Allen and Patty Eckman create detailed cast paper sculptures inspired by Native American culture, using a special technique they themselves invented.
Allen Eckman took an interest in art and design after returning from Vietnam, where he served as a Sargent. He attended the Art Center College of Design, where he met Patty, who obviously shared his passion for the arts. They married, had kids and managed an advertising company in the Los Angeles area for about 12 years, after which they decided they had had enough of their stressful careers and agreed it was time for a fresh start in something they were truly passionate about, art.
Allen had discovered cast paper sculpture while photographing a brochure and immediately recognized its purity and the possibilities it had to offer. Cast paper sculpture originated in Mexico, around 1950, but the Eckmans developed their own technique, a proprietary trademark registered as the Eckman Method®. They first mix an acid -free paper pulp in their studio, then cast it into silicone rubber molds taken from original sculptures they created earlier. The paper is pressed using vacuum pressure, and the water is extracted in the same way. After the paper has dried completely in the mold, the hard cast is removed and the process of chasing, cast additions, cast alterations, sculpting and detailing begin. Creating one of their unbelievable paper sculptures is painstaking work tat can take up to several months.

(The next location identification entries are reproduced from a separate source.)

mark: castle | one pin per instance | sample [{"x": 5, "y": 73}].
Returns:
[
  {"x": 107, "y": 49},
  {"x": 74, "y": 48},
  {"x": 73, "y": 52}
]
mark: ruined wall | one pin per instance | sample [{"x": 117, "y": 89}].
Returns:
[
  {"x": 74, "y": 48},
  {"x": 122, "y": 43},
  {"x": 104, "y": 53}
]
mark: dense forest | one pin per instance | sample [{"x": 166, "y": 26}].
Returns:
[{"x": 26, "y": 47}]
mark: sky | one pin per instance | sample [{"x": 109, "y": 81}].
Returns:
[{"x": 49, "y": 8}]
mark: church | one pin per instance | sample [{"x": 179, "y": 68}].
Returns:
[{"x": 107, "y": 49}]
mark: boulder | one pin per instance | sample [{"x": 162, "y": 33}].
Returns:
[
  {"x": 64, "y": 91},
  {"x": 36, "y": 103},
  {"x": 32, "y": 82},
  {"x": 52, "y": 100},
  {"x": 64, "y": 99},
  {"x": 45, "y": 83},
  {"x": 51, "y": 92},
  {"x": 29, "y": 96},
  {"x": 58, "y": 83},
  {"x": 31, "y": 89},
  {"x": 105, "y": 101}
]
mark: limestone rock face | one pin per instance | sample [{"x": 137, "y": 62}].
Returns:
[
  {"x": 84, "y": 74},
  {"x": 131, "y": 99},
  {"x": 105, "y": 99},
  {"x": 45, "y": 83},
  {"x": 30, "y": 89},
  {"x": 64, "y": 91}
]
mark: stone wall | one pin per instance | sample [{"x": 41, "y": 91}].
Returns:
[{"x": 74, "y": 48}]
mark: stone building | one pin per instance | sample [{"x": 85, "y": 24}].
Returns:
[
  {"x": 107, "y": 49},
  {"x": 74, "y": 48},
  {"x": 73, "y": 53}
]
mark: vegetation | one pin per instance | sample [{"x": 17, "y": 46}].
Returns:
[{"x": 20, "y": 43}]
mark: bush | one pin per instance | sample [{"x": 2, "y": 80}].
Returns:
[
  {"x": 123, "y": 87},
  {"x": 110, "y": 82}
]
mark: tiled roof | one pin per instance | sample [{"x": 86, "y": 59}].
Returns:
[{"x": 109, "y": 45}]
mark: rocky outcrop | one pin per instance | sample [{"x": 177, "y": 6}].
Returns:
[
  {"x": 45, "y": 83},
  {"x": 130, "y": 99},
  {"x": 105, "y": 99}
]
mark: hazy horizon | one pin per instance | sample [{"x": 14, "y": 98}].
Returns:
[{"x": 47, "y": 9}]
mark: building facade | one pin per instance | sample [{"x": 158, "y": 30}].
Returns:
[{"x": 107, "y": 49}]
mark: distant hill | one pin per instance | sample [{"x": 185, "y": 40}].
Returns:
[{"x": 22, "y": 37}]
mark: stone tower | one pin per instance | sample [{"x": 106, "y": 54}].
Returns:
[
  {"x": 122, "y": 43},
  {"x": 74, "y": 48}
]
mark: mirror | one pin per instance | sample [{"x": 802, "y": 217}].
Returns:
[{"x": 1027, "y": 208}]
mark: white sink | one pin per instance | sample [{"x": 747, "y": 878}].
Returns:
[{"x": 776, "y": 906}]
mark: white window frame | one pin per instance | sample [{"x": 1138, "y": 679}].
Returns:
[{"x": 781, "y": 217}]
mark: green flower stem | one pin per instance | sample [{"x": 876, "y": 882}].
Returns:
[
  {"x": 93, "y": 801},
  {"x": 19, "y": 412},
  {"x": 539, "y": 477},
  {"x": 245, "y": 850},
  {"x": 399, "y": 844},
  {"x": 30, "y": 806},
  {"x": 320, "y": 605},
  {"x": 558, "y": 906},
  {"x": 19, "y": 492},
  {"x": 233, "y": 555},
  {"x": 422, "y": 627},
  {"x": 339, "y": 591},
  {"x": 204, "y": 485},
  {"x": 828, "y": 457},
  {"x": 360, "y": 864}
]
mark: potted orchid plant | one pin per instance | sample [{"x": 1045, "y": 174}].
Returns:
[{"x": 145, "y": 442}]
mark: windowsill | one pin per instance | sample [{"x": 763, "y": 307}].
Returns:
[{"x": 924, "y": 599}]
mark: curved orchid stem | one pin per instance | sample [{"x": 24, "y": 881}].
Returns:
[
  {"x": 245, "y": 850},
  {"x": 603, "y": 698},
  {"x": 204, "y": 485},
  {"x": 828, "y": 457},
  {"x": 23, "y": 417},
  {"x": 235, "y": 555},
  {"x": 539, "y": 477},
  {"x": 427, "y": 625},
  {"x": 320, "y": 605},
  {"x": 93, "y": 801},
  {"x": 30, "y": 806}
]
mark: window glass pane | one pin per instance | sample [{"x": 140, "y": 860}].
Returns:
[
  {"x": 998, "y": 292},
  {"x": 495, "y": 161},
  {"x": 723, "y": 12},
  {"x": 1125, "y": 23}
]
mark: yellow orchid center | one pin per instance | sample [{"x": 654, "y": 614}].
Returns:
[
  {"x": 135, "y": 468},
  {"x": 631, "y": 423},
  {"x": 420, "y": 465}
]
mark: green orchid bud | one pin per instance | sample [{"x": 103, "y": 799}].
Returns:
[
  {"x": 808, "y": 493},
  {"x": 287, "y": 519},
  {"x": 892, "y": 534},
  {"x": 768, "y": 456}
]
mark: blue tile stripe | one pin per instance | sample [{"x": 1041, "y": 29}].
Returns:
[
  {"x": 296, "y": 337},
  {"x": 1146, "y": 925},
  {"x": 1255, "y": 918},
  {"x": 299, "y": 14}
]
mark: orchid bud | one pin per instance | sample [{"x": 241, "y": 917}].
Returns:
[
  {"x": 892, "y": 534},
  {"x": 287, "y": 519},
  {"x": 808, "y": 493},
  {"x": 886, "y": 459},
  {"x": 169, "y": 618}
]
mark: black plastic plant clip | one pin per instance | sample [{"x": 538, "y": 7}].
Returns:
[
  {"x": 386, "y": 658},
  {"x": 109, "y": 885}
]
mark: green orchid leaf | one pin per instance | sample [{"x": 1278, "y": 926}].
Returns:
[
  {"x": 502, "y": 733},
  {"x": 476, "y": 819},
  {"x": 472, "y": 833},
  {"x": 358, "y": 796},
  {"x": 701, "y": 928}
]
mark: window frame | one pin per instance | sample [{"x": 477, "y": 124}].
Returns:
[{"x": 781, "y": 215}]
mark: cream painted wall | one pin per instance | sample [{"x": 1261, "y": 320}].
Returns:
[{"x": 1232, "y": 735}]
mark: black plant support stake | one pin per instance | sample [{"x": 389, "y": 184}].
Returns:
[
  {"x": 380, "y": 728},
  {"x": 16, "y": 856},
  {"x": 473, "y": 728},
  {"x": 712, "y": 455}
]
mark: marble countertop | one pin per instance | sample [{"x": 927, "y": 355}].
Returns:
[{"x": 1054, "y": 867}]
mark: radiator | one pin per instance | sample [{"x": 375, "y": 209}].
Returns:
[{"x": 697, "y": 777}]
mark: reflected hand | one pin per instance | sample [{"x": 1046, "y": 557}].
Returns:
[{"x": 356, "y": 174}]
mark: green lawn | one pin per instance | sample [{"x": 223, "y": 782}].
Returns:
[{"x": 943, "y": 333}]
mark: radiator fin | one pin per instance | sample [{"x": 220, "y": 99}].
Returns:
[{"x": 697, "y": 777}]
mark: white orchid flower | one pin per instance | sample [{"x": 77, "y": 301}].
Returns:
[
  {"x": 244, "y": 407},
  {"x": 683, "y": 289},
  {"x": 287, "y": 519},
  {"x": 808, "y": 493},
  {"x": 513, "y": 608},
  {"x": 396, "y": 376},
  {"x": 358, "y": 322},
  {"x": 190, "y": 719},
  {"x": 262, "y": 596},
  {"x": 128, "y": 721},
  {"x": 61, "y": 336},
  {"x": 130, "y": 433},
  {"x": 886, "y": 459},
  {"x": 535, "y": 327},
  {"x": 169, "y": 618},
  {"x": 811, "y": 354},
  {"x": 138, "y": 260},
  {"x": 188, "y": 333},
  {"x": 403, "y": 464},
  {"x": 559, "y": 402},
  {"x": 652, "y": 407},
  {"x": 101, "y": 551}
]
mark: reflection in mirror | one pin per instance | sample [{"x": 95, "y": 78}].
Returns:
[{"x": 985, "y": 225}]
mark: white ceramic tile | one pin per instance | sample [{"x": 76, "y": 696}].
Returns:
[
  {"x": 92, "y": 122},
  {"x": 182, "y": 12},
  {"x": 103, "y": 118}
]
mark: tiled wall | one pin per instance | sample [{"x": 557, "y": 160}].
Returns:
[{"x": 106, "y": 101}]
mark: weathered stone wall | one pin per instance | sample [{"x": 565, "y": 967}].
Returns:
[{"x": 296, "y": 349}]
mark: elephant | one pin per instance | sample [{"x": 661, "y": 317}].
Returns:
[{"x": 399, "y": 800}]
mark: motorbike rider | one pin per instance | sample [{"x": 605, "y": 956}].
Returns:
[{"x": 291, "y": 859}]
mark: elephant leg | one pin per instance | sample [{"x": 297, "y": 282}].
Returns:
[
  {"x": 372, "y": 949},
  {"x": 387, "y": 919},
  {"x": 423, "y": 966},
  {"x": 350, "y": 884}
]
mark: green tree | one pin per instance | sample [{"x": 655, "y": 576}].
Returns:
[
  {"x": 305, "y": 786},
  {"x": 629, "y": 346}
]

The cast paper process is very similar to cast bronze, only the final product is lightweight, pure white and incredibly detailed thanks o the nature of the material used. While Patty is inspired by wildlife, birds and flowers, Allen Eckman is fascinated by his Indian heritage. His great, great, great grandmother was a Cherokee and he has always been interested in Native American culture, the western expansion and the American Civil War.